In Woody's case, his team's daily retro probably looked something like this:

  • Discover: What did we do really well today? (eg. Our 2 hour team programming session was great!)
  • Dream: What could happen if we did more of this tomorrow? (eg. We might be tired, but we also might figure out that difficult ticket we've delayed)
  • Design: What would we like to see as an outcome? (eg. We would like to see our most difficult ticket resolved)
  • Deliver: What experiment will we try tomorrow? (eg. We will try team programming for 4 hours tomorrow)

The team analysed their strengths and picked an experiment for the following day.

Powerful questions

Powerful questions is a coaching technique used to engage the other person with open-ended questions. Instead of directing the conversation down a specific path, we can use powerful questions to take advantage of the other person's expertise.

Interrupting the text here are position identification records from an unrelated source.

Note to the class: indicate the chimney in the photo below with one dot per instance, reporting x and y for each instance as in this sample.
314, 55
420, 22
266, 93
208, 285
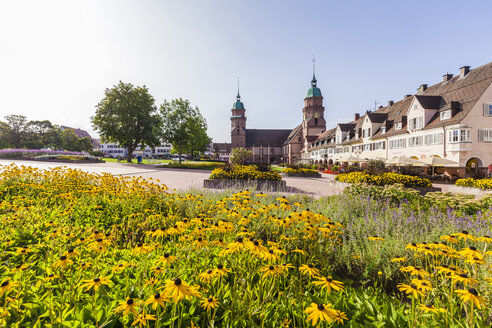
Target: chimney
464, 70
421, 89
447, 77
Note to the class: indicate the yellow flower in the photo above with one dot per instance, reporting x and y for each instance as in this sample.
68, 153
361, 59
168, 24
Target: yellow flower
142, 319
431, 308
320, 312
210, 303
127, 306
410, 290
96, 283
309, 269
62, 262
329, 284
7, 285
471, 295
156, 300
178, 289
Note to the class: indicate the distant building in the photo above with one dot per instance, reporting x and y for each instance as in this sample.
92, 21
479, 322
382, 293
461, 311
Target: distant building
280, 145
114, 150
451, 119
81, 134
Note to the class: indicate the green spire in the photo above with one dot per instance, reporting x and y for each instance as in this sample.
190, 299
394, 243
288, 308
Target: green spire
238, 104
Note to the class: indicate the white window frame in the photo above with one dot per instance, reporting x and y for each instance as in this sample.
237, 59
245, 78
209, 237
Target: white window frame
485, 135
487, 109
445, 115
415, 141
459, 135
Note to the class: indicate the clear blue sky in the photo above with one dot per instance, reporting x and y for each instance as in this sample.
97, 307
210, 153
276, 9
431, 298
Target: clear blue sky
57, 57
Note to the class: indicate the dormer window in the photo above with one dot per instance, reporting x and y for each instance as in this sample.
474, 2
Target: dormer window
445, 115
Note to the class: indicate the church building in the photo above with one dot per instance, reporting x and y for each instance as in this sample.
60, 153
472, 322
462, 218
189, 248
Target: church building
280, 145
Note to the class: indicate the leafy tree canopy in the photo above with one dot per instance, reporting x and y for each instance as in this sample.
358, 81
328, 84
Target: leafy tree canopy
127, 115
184, 127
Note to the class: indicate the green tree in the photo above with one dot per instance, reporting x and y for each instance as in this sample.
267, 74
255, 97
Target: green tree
240, 155
17, 131
127, 115
4, 135
184, 127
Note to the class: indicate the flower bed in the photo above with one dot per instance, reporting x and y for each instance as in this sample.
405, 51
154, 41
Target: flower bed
243, 172
384, 179
291, 172
32, 153
195, 166
475, 183
68, 158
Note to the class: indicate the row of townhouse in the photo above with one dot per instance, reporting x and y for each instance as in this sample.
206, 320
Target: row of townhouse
451, 119
115, 150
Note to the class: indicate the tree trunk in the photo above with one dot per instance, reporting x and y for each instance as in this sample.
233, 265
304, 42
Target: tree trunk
131, 149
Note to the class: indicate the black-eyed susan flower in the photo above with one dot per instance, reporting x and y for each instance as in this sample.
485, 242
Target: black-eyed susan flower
431, 308
166, 259
7, 285
464, 279
156, 300
220, 270
142, 320
207, 276
471, 295
178, 289
412, 290
95, 283
62, 262
309, 269
127, 306
464, 235
329, 284
320, 312
209, 303
485, 239
270, 271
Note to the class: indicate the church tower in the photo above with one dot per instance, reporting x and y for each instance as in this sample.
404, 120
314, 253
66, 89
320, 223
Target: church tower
238, 123
313, 114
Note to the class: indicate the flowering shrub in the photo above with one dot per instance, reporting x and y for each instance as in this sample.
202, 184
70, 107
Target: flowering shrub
31, 153
384, 179
476, 183
87, 250
244, 172
300, 171
65, 157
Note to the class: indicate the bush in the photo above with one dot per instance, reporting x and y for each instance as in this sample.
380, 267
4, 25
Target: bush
476, 183
197, 166
243, 172
301, 172
384, 179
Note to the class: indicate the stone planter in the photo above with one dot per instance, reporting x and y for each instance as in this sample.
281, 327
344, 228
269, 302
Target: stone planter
314, 175
264, 185
342, 185
470, 190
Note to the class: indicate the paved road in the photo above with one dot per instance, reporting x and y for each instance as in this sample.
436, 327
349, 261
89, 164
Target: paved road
185, 179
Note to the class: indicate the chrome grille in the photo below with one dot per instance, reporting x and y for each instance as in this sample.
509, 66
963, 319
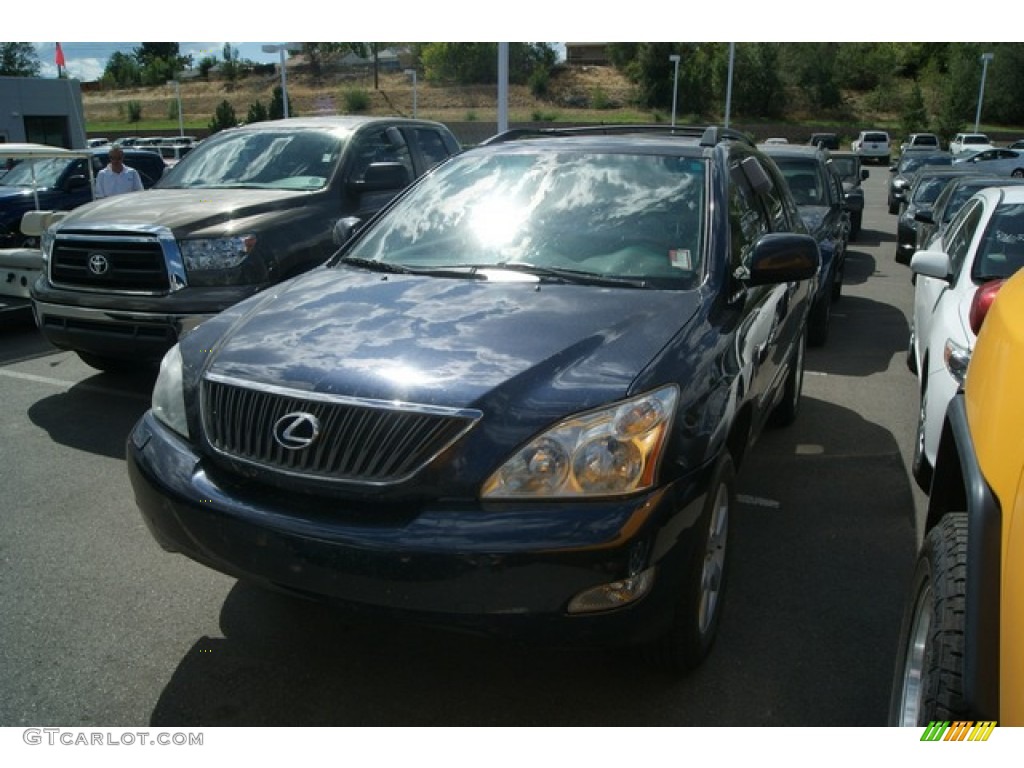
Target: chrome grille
133, 262
367, 441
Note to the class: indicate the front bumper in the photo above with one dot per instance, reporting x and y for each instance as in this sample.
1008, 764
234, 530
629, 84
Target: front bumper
505, 568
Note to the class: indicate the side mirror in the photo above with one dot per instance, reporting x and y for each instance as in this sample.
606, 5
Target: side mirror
783, 257
344, 229
931, 264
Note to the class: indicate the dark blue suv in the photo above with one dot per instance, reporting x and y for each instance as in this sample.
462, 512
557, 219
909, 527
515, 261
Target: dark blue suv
514, 401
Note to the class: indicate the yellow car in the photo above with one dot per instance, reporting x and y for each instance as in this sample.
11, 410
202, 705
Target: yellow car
962, 647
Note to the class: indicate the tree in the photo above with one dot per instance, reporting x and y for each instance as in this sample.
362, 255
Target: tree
257, 113
18, 59
467, 64
758, 90
231, 68
122, 71
914, 117
276, 109
223, 118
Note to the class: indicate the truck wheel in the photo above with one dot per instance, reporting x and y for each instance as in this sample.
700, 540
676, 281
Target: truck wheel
929, 680
698, 607
785, 412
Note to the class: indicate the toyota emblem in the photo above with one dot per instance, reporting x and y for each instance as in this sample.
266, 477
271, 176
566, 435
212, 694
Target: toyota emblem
296, 430
98, 263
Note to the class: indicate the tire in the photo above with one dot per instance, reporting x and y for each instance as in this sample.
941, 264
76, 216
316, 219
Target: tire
698, 609
785, 412
920, 467
928, 683
819, 320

Powerful questions generate curiosity, encourage reflection, invite creativity and generate energy. A constant focus on the problem becomes tiring and stressful. When we ask "Why did this happen?...and why did that happen?...and why??..." to get to the root cause, this can sound urgent and stressful. Furthermore, looking at the negative problem stifles creative solutions. Powerful questions bring some energy and excitement to the conversation while keeping it solution focused:

  • What opportunities do you foresee for our team to expand our skill sets and take on new responsibilities in the future?
  • I'm hearing you would score your team a 2/10 in collaboration. What would 10/10 look like to you?
  • What are your team's strengths? How can we use those strengths to solve this issue?
  • How can we reframe this problem as an opportunity for learning?

Coaching techniques

Coaching techniques capitalise on the other person's knowledge and strengths, facilitating them to solve their own problems. Instead of giving advice, the coach guides the conversation through questions, encouraging the other person to brainstorm and test their own ideas. There are various coaching techniques:

  • Active listening: Get comfortable with the silence and repeat back to the other person your understanding of what they have said.
  • Goal setting: Establish clear goals together using something like the SMART framework.
  • Accountability: Help the other person stay accountable to actions by checking-in frequently. This encourages them to take ownership of their development.

When practiced, these tools transform the L&D practitioner into a skilled conversationalist. They come across as clear communicators and, most importantly, creative problem solvers. The difficult problems in any industry are people problems. Therefore, having a single tool (such as root cause analysis) to solve every problem is like using only a hammer to build a chair.